[Haskell-cafe] Indentation woes
ok
ok at cs.otago.ac.nz
Sun Jul 29 19:15:22 EDT 2007
On 27 Jul 2007, at 4:33 pm, anon wrote:
> 2007/7/26, ok <ok at cs.otago.ac.nz>:
>> The Fundamental Law of Indentation is
>> "If major syntactic unit X is a proper part of major syntactic
>> unit Y, then every visible character of X is strictly to the
>> right[%] of the leftmost[%] visible character of Y."
>> [%] If you are using a right-to-left script, switch "left" and
>> "right" in that sentence.
>
> What makes this a law
Logical necessity. That is simply what indentation *IS*.
That's what it *means* to indent something to show its structure.
> If you notice a pattern where beginners trip
> against this rule because they don't indent the arms of conditionals
> properly inside do blocks, should strict adherence to this principle
> take precendence over the intuition of prospective users of the
> language?
The beginners I have taught Haskell to over the last five or six
years have made many mistakes, but that particular one has never
been a problem for them.
Mind you, that may be because I teach them "don't use 'do' (yet)".

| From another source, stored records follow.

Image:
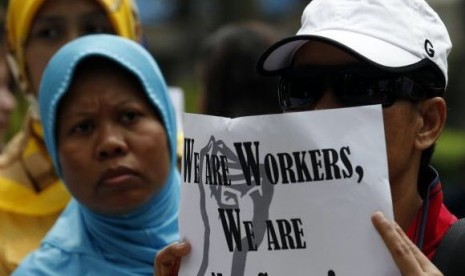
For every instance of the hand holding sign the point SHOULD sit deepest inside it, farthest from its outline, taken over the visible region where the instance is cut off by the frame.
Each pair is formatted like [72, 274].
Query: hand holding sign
[285, 194]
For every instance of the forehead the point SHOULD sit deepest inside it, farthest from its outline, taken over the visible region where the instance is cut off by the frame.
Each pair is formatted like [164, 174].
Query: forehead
[62, 8]
[322, 53]
[102, 79]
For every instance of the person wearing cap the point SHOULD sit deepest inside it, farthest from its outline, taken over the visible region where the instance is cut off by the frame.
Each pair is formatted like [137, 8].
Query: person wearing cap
[31, 193]
[106, 111]
[364, 52]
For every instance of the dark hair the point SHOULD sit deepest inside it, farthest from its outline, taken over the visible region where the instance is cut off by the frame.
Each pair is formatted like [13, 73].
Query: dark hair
[231, 86]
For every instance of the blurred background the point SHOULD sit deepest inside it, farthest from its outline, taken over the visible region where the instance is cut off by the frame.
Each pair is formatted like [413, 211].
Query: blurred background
[175, 29]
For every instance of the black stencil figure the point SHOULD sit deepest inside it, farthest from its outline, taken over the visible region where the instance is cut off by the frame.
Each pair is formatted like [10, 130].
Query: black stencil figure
[228, 197]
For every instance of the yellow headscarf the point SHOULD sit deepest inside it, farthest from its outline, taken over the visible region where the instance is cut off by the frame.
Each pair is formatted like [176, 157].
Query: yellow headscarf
[20, 13]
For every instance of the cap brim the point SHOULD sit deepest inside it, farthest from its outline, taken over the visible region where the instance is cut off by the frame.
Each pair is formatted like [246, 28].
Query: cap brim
[378, 52]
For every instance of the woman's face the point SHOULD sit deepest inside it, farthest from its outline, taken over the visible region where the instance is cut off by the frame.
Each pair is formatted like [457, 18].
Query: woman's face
[112, 147]
[56, 23]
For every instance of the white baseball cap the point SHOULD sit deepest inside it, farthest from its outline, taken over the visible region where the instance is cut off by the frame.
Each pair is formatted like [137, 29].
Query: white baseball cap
[395, 35]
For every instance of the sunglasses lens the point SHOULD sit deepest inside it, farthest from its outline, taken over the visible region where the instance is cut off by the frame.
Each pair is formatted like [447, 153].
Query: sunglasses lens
[355, 90]
[299, 93]
[356, 85]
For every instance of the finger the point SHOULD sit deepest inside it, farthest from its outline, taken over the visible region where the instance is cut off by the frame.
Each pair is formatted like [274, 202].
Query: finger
[400, 250]
[423, 261]
[167, 260]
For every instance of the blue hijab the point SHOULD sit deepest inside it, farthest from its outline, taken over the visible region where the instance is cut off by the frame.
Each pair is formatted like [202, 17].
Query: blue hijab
[83, 242]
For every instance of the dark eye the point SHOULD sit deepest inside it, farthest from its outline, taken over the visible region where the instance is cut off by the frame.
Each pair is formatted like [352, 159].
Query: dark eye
[48, 33]
[97, 28]
[82, 128]
[130, 116]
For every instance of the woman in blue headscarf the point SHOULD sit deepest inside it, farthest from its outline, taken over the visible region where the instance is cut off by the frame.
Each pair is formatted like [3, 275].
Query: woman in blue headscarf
[110, 129]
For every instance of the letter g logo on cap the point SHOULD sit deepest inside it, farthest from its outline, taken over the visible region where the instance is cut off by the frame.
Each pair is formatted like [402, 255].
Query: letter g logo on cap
[429, 48]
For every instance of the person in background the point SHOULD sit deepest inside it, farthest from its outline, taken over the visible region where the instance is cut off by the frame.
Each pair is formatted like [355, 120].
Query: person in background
[106, 111]
[7, 99]
[355, 53]
[31, 193]
[230, 85]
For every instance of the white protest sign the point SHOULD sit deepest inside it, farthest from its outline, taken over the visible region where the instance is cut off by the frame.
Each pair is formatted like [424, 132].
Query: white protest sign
[286, 194]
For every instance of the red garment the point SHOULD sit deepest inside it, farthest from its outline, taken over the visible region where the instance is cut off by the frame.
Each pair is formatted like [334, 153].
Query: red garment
[428, 228]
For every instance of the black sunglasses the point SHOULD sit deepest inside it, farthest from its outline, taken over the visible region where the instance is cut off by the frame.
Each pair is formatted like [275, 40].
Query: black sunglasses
[353, 85]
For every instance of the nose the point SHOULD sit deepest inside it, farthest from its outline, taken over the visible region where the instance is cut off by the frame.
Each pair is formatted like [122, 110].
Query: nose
[111, 143]
[327, 101]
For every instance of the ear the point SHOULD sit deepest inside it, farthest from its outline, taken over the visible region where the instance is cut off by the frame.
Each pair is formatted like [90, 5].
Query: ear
[433, 119]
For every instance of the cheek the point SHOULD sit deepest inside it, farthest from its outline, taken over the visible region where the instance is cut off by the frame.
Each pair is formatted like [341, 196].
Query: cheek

While they haven't had any problem with 'if' inside 'do', those of
my students who have found 'do' in their textbook and decided to
use it have repeatedly run into enormous semantic problems. In
particular,
pat <- expr
LOOKS like an assignment, so they mistakenly expect it to ACT like
an assignment. It seems clear, therefore, that the heart of the
problem is not the indentation rules, but 'do' in and of itself.
Rather than amend the rules, it would be better *for beginners* if
'do' were not in the language at all.
Should strict adherence to an indentation principle take precedence
over "intuition"? Yes, YES, *YES*, ten thousand times YES.
Your "intuition" is my "hopeless obscurity".